The specter of economic collapse in Eastern Europe and the Soviet Union is clouding the European Community's vision of stable prosperity after 1992. The prospect of a massive wave of immigrants from the east is becoming the EC's thorniest political and social issue. With unemployment rising as economic growth slows in Western Europe, throngs of new job-seekers could touch off a nasty anti-immigrant backlash and scuttle already hard-pressed social programs.
In recent years, the EC has absorbed some 10 million legal immigrants--about half of them from North Africa. Several million illegals have also poured in. The new wave from the east could be as large. Lidiya Mikhailovna Zhukovka, a homeless retired worker in Moscow, is one of many Russians who hope to make a break for a better life in the West. "When they open the borders to leave," she vows, "I'll be the first person through."
That prospect has started a scramble by the EC to shape, for the first time, a communitywide policy on immigration. Up to now, France and Britain have opposed a common policy because they have tried to maintain special ties with former African and Asian colonies. Bonn, meanwhile, has kept the door open for ethnic Germans from the former Soviet bloc. But at their Rome summit in December, EC members agreed to coordinate immigration policies.
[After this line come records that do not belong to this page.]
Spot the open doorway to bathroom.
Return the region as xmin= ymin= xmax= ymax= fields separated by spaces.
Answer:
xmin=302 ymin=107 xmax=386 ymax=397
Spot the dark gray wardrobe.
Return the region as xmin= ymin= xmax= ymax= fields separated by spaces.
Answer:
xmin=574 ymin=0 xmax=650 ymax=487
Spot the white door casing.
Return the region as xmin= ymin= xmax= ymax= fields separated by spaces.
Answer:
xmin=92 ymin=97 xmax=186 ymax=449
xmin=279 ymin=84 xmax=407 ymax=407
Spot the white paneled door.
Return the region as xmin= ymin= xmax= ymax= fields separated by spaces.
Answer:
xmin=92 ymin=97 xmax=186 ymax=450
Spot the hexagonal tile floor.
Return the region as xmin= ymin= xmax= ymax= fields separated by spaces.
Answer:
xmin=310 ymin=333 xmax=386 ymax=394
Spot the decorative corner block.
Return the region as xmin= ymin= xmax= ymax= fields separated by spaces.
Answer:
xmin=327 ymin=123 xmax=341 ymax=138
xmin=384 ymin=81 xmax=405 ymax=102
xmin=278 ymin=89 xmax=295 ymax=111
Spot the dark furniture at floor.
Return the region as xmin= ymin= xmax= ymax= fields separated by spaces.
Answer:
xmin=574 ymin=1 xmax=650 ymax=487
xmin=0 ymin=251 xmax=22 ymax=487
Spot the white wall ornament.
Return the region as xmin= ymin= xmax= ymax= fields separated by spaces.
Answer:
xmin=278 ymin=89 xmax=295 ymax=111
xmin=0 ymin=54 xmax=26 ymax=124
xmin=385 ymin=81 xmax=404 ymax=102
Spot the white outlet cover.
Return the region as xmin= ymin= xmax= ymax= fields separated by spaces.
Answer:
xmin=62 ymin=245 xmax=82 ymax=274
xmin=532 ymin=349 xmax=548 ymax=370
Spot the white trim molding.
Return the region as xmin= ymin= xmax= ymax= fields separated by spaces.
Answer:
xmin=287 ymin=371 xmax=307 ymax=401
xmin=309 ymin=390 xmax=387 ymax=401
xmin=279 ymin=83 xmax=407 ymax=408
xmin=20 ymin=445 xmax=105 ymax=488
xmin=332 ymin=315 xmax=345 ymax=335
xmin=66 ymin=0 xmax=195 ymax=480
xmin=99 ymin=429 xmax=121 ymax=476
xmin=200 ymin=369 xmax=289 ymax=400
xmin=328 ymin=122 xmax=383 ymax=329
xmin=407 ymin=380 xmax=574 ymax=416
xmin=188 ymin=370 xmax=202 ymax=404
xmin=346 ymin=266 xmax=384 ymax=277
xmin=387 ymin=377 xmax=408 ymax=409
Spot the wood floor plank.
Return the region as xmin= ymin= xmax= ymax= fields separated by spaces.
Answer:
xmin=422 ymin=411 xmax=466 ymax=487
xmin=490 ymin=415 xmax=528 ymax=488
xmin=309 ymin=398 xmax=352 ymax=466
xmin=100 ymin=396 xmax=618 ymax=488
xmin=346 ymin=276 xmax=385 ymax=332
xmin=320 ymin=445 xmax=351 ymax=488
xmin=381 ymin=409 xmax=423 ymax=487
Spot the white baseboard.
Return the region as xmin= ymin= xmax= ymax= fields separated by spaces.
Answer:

What seems likely to emerge is a quota system for the entire EC similar to that of the U. S., which sets annual levels and categories of immigrants.
MILLIONS OF SOVIETS. An EC-wide approach is urgent because of the Schengen Treaty, which commits France, Germany, and the Benelux countries to end all internal border controls by January, 1993. Italy joined the pact in November, and holdouts Britain, Spain, and Portugal are likely to sign next year. When it goes into effect, a flight from Stuttgart to Rome, for example, will be considered domestic travel. That will make it much easier for illegal immigrants to circulate freely within the EC.
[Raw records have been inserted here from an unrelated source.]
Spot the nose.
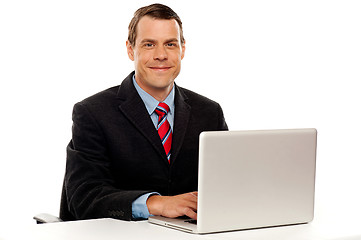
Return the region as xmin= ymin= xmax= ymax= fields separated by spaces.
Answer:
xmin=153 ymin=45 xmax=168 ymax=61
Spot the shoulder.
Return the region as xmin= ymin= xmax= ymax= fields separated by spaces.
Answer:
xmin=77 ymin=85 xmax=120 ymax=107
xmin=176 ymin=85 xmax=228 ymax=131
xmin=176 ymin=85 xmax=221 ymax=110
xmin=70 ymin=86 xmax=121 ymax=124
xmin=76 ymin=72 xmax=134 ymax=107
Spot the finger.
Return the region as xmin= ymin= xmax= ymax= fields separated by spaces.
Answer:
xmin=187 ymin=199 xmax=198 ymax=211
xmin=186 ymin=192 xmax=198 ymax=203
xmin=189 ymin=192 xmax=198 ymax=198
xmin=183 ymin=207 xmax=197 ymax=220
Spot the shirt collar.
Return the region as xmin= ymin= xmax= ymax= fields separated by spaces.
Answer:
xmin=132 ymin=75 xmax=175 ymax=116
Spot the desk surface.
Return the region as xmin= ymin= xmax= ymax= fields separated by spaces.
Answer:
xmin=2 ymin=213 xmax=361 ymax=240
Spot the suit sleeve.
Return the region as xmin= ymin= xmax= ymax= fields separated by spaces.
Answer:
xmin=65 ymin=102 xmax=149 ymax=221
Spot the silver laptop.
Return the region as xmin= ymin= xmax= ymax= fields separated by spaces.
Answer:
xmin=148 ymin=128 xmax=317 ymax=234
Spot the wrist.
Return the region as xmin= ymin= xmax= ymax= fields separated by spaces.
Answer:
xmin=146 ymin=195 xmax=165 ymax=216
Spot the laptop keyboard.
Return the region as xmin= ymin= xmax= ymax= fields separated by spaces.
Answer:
xmin=185 ymin=219 xmax=197 ymax=225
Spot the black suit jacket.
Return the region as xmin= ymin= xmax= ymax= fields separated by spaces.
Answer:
xmin=61 ymin=72 xmax=228 ymax=221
The big unknown is how many Soviet citizens may head west. "There's just no way we can gauge it now," says Italy's Foreign Minister, Gianni De Michelis, who has been spearheading the EC's efforts to forge a common immigration policy. Soviet estimates of how many would leave, if free to do so, run as high as 12 million. An emigration bill giving citizens the right to a five-year, renewable passport has been bogged down in the Soviet Parliament, but it appears likely to pass in 1991.
Meantime, the EC is prodding the buffer states of Hungary, Czechoslovakia, and Poland to tighten up their borders with the Soviet Union. Their fragile economies would be the first to suffer under an onslaught of Soviet refugees. Hungary is already awash with as many as 100,000 illegal immigrants, many homeless and with no job prospects in a country where unemployment is climbing dramatically. While many are ethnic Hungarians from Romania, the Budapest office of the U. N. High Commissioner for Refugees says 70% of the refugees it deals with now come from the Soviet Union.
The real danger, though, could come from a nationalist backlash. In Italy, attacks against African and Arab immigrants have become commonplace. And in Berlin, ethnic violence broke out in early December between Germans and Turkish immigrants, of whom there are 1.6 million in Germany. Resentment is also rising against 900,000 Poles who entered Germany in 1990. Says Carlo De Benedetti, chairman of Olivetti, whose Triumph-Adler unit is Germany's largest typewriter manufacturer: "What I fear the most is a right-wing, nationalist reaction to an invasion from the south and east of Biblical proportions." The EC's achievements in freeing trade and currency movements may look easier, in retrospect, than coping with the new immigrant flows.